Perhaps for energy storage for something like wind or solar. But then you are talking about a rather significant amount energy storage and the efficiencies and volumes become a significant restriction like in transportation. Compressed air or water lift provide as good or better efficiencies and storage constraints.
The hydrogen works, I just see it as significantly less desirable than other options. It would be more cost for no gain.
Powering your home isn't stationary?? See discussion upthread about the NJ engineer who gets all his energy from solar hydrogen. His "one-off" system cost ~$500K, but most of that was engineering. His estimate for cost to reproduce his system was on the order of $50K. And that was years ago.
"Hydrogen generation requires some other form of energy to make hydrogen. The hydrogen then has less energy than you started with at the same location. Why not just use what you started with as your energy source?"
Because batteries are expensive for the amount of energy required to run a whole house.

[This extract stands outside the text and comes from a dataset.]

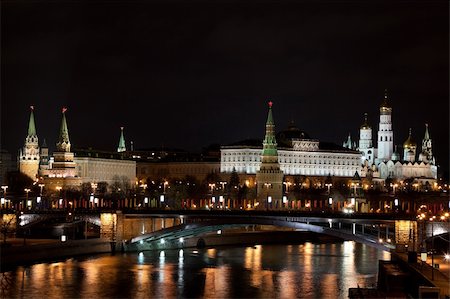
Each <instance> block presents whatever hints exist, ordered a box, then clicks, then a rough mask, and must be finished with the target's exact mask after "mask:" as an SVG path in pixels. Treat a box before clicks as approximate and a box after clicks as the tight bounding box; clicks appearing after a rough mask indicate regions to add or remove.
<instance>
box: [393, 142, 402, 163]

"Perhaps for energy storage for something like wind or solar. But then you are talking about a rather significant amount energy storage and the efficiencies and volumes ecome a significant restriction like in transportation.
Sorry, but no. The storage volume density requirement for home power is MUCH MUCH less than for transport usage.
"Compressed air or water lift provide as good or better efficiencies and storage constraints."
Again, no. Compressed air is much less efficient (energy lost as heat during compression). And the likelihood of your house being next to a suitably tall hill for "pumped storage" is nil.